Although not perfect, I came up with an extremely simplified look at NBA mediocrity. Either you're advancing in the Playoffs, or selecting in the top 10 of the draft. If you're not doing either of those things, that's my definition of mediocre. And while certain circumstances make mediocrity acceptable (team has star in place already i.e. early Durant, mid-2000s Kobe), it's not a place you want your franchise to be too often.

To that point, in eight of the last 11 seasons, the Philadelphia 76ers have neither: picked in the top 10 or won a Playoff series. That's the epitome of mediocre.

A look at the numbers after the jump.

Since 2001-2002
Playoff Wins Top 10 Picks Total
Atlanta Hawks 3 4 7
Boston Celtcs 12 2 14
Charlotte Bobcats 0 6 6
Chicago Bulls 3 6 9
Cleveland Cavs 8 4 12
Dallas Mavericks 12 0 12
Denver Nuggets 2 2 4
Detroit Pistons 16 3 19
Golden State Warriors 1 5 6
Houston Rockets 1 2 3
Indiana Pacers 3 1 4
LA Clippers 1 6 7
LA Lakers 20 1 21
Memphis Grizzlies 1 4 5
Miami Heat 10 3 13
Milwaukee Bucks 0 5 5
Minnesota T'Wolves 2 7 9
New Jersey Nets 9 2 11
New Orleans Hornets 1 1 2
New York Knicks 0 5 5
OKC Thunder 3 4 7
Orlando Magic 6 1 7
Philadelphia 76ers 1 2 3
Phoenix Suns 7 1 8
Portland TrailBlazers 0 3 3
Sacramento Kings 4 4 8
San Antonio Spurs 18 0 18
Toronto Raptors 0 6 6
Utah Jazz 4 3 7
Washington Wizards 1 4 5

Teams With Less Top 10 Picks Than Sixers Since 2001-02 (11 of 30):

  • Celtics
  • Mavericks
  • Nuggets
  • Rockets
  • Pacers
  • Lakers
  • Nets
  • Hornets
  • Magic
  • Suns
  • Spurs
Teams With Less Playoff Series Wins Than Sixers Since 2001-02 (5 of 30):
  • Bobcats
  • Bucks
  • Knicks
  • Blazers
  • Raptors
Teams With Less Playoff Series Wins + Top 10 Picks Than Sixers Since 2001-02 (1 of 30):
  • New Orleans Hornets
Based on this simple formula, the Sixers and Hornets have been the two most mediocre teams (Blazers and Rockets are in the discussion) in the NBA since 2001-02. It should come as no surprise that the last time either team ranked in the top 15 in attendance was 2009 – the best season of Chris Paul's career.

The Sixers haven't ranked in the top 15 in attendance since 2004 – in Iverson's late 20s.

So what does this simple exercise tell us, besides how mediocre the Sixers have been? You need a superstar in the NBA. You need a superstar to win. You need a superstar to avoid mediocrity. You need a superstar to sell tickets.

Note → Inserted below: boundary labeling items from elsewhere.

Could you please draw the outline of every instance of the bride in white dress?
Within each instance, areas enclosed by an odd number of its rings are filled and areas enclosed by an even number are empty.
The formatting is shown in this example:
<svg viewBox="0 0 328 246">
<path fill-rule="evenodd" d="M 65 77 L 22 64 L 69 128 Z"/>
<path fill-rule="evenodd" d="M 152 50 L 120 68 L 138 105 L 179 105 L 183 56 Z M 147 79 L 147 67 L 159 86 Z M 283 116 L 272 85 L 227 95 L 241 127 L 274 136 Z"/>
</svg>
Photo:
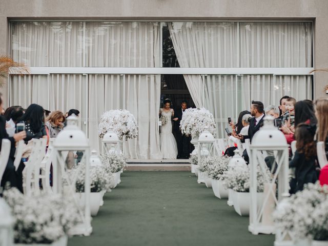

The Sixers have been a "young", "exciting", "up-and-coming" team since they traded Iverson and handed Iguodala the proverbial reigns. That's gotten them nothing but 11 straight years of mediocrity, both in the standings and the arena. The longer this continues, the less interest Philadelphia is going to have in the Sixers, and the harder it will be to build a winner. Nobody cares that they're a "Playoff team" anymore.

This, my friends, is why, this franchise needs a makeover. They need a star in the worst way, and it's absolutely delusional to think a superstar free agent coming here anytime soon, or one of the current players will become a superstar.

Unfortunately, the ownership seems content with the current model. And that's why these last two months have been of the "sky is falling" variety in Sixers Nation. The light at the end of the tunnel appears non-existent.

We all feel like Bill Murray in Groundhog Day at this point, only worse, cause we've had 11 painful years of "Needlenose" Ned.